Despite the extra costs and hurdles introduced by Brexit, Europe is still Britain’s largest trading partner by far, accounting for more than 40 percent of its trade, only marginally lower than before the referendum. In its regular forecasts for the British economy, the Office for Budget Responsibility simply assumes that new deals with non-European Union countries “will not have a material impact.”
Britain’s businesses still feel the pain.
One of the first and largest economic effects of the Brexit vote was a freeze in business investment as companies retrenched during the uncertainty of protracted trade negotiations and political instability.
Eventually, business investment grew again, but less vigorously than it might otherwise have, economists say. The National Institute of Economic and Social Research, an independent think tank, said recently that Brexit-induced uncertainty has reduced long-run business investment by around 4 percent.
Has anyone benefited? “The professions and sectors that benefit are the consultants, lawyers and probably custom agents,” said Anton Spisak, a senior research fellow at the Centre for European Reform. But overall, Brexit has had a “very negative effect” on the economy, he added.
One of the biggest effects has been on migration. Rather than lowering immigration, as many of Brexit’s supporters suggested, there has been a large influx of people from non-European Union countries. They face different visa requirements and bring different skills, reshaping the labor market.
Many industries, such as hospitality, food processing and health and social care, have been struggling with extra costs and disruptions after losing their traditional worker base.
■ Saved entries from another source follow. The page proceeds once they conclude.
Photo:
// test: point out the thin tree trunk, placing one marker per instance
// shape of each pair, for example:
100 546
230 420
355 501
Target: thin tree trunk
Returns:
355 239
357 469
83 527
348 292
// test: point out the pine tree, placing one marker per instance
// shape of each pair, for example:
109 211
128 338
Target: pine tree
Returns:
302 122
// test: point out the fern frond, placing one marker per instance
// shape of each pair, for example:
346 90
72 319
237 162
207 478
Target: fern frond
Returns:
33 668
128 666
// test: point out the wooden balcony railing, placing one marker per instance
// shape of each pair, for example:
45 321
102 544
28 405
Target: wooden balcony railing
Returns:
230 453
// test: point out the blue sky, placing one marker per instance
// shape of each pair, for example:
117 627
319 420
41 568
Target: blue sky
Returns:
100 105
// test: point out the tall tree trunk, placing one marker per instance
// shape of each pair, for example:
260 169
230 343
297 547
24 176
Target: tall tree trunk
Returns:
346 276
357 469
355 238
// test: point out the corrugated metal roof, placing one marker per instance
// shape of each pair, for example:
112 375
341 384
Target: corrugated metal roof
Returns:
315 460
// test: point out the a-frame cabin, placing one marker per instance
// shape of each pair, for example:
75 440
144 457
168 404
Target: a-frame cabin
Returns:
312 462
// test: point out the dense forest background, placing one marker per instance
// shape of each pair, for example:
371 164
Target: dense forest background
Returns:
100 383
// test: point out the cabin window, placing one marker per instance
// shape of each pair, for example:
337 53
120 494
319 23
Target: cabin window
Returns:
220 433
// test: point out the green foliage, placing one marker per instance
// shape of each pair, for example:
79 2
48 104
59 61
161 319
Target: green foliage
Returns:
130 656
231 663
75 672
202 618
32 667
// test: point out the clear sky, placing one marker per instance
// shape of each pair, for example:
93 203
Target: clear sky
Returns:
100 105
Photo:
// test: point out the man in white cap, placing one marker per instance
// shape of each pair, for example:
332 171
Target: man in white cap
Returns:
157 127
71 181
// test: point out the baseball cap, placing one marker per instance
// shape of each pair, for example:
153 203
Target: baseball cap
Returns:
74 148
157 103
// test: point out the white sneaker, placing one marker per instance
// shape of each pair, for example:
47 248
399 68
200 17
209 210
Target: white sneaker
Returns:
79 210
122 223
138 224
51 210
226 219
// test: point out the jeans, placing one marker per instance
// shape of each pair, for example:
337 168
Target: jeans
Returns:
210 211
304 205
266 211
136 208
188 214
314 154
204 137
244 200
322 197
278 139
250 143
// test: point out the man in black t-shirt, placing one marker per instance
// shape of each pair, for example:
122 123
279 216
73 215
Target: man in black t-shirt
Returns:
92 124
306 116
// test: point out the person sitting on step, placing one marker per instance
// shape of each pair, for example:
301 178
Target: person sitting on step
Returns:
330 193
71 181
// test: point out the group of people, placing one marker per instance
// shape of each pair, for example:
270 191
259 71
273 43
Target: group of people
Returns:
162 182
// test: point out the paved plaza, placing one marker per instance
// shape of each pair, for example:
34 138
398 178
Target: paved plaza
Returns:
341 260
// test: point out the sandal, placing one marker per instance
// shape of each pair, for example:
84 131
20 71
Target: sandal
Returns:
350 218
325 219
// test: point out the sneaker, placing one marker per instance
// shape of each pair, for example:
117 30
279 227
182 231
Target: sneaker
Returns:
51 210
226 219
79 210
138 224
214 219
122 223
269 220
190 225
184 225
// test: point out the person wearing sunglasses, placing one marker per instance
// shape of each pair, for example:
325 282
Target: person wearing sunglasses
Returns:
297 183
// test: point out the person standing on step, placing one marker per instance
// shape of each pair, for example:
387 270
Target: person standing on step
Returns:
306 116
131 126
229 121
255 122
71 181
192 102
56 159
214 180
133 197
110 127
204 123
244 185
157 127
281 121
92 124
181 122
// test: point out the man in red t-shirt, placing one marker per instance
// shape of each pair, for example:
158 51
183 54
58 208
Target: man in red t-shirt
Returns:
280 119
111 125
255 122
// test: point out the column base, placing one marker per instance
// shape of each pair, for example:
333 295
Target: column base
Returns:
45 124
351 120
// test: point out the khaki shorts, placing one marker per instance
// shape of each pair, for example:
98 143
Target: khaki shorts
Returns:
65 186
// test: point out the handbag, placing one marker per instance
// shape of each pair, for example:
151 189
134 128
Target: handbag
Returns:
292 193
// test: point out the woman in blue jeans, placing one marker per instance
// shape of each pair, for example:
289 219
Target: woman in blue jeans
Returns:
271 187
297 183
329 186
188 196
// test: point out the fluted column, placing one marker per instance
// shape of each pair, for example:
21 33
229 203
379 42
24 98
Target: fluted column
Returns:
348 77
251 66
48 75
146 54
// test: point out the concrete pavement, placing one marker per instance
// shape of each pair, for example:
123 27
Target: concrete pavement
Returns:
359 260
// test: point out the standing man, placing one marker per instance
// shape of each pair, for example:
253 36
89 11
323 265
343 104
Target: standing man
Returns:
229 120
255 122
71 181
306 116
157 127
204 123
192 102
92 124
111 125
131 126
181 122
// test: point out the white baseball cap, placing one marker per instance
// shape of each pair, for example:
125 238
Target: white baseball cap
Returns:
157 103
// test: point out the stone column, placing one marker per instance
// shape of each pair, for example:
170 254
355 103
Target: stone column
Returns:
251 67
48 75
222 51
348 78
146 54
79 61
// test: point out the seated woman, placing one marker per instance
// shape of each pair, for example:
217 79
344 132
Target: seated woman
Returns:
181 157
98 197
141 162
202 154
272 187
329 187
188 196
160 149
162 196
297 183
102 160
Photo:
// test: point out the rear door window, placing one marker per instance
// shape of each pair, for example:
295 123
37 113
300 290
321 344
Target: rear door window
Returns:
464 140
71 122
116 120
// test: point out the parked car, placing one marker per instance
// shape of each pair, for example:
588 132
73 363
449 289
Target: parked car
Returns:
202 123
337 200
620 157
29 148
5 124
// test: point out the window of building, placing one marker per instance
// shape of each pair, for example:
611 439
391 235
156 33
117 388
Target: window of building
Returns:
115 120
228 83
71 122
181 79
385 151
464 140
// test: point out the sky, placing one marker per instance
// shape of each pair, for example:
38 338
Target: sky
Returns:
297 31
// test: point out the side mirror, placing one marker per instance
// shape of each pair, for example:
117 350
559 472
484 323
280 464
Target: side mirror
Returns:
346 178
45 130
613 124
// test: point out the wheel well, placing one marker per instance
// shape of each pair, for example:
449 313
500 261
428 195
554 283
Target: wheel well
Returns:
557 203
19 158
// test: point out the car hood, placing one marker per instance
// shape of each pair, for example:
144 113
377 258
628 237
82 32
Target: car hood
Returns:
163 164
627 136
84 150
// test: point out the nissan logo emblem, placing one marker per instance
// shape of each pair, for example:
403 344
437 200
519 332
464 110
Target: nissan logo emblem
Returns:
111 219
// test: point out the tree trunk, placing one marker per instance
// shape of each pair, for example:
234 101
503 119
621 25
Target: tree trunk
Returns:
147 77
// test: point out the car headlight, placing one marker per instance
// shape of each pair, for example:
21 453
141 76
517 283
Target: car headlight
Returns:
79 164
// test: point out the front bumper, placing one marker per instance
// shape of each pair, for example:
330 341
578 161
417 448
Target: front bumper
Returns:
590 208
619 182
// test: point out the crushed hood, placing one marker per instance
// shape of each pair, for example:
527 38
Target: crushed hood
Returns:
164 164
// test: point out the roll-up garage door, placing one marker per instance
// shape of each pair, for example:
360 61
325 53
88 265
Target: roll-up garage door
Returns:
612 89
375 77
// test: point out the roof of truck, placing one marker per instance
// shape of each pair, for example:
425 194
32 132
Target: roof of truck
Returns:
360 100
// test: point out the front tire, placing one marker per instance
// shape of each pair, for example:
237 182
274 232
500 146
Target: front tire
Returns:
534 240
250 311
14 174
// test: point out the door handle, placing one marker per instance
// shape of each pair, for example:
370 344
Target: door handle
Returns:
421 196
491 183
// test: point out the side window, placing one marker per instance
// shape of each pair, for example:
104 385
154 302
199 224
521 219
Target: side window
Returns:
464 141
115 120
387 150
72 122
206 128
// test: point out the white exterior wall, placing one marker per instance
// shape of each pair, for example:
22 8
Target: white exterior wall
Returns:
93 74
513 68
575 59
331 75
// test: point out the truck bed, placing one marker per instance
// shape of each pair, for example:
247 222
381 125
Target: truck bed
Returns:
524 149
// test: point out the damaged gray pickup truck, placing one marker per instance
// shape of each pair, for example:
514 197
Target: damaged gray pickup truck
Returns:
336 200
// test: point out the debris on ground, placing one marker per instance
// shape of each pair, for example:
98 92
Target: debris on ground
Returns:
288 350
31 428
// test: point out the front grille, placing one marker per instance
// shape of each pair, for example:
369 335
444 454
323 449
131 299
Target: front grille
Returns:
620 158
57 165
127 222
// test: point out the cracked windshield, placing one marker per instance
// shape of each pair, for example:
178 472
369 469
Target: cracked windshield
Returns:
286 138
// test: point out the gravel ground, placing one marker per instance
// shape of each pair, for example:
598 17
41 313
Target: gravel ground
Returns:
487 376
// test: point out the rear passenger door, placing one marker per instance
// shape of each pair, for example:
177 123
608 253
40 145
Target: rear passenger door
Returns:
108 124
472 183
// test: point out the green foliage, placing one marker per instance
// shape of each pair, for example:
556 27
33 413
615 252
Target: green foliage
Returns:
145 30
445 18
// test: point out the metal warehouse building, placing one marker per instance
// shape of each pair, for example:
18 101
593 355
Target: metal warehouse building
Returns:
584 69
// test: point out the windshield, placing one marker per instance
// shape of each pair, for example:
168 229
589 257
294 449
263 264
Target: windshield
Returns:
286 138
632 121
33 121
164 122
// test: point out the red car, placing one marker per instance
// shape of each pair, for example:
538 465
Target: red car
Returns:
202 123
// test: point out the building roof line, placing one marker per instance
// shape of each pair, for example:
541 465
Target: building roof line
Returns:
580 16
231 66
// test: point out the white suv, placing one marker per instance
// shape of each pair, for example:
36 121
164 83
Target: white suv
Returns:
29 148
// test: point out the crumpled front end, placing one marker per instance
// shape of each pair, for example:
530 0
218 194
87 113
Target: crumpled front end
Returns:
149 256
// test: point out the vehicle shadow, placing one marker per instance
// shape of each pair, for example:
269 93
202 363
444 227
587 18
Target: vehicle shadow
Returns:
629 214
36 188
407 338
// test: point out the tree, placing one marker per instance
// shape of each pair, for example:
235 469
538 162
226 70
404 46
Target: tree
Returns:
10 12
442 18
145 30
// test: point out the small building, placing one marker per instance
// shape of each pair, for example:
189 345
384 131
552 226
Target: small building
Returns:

“We’re only really in the early stages of knowing how that really profound shift in U.K. immigration patterns post-Brexit will play out,” said Sarah Hall, an economic geographer at the University of Cambridge and deputy director of U.K. in a Changing Europe, a think tank.
London has retained its spot as Europe’s financial center.
In 2016, the financial services sector loudly opposed Brexit, which threatened London’s role as a gateway to Europe. A decade later, London has maintained its position as Europe’s biggest financial hub.
No other European city has become the financial industry’s destination of choice, Ms. Hall said. But London has still lost substantial parts of its business, such as some stock trading to Amsterdam and asset management to Dublin.
It’s been “like a slow puncture,” Ms. Hall added. Instead of a sudden transition, there have been “a whole series of relocations and now, increasingly, new job openings that aren’t taking place in London.”
Last year, Mr. Starmer’s government held a summit with European leaders to “reset” their relationship. But over a year later, progress has been halting. Another summit, scheduled for next month, was postponed by the Europeans after Mr. Starmer’s resignation.
While aiming for a closer relationship, the Labour Party has ruled out a return to Europe’s single market and customs union, or allowing freedom of movement across its borders. Analysts also say there is limited interest in Brussels to renegotiate deeply with Britain.
“Quite a lot that can change in the next decade,” said Mr. Spisak of the Centre for European Reform. But he doesn’t expect major changes in the next two or three years, before the next general election is due.
And so the costs will continue to add up, and the biggest one has been the hardest to quantify, Mr. Spisak said.
“The more important cost of Brexit is the opportunity cost,” he said. “That is, all the things that have not happened because of Brexit.”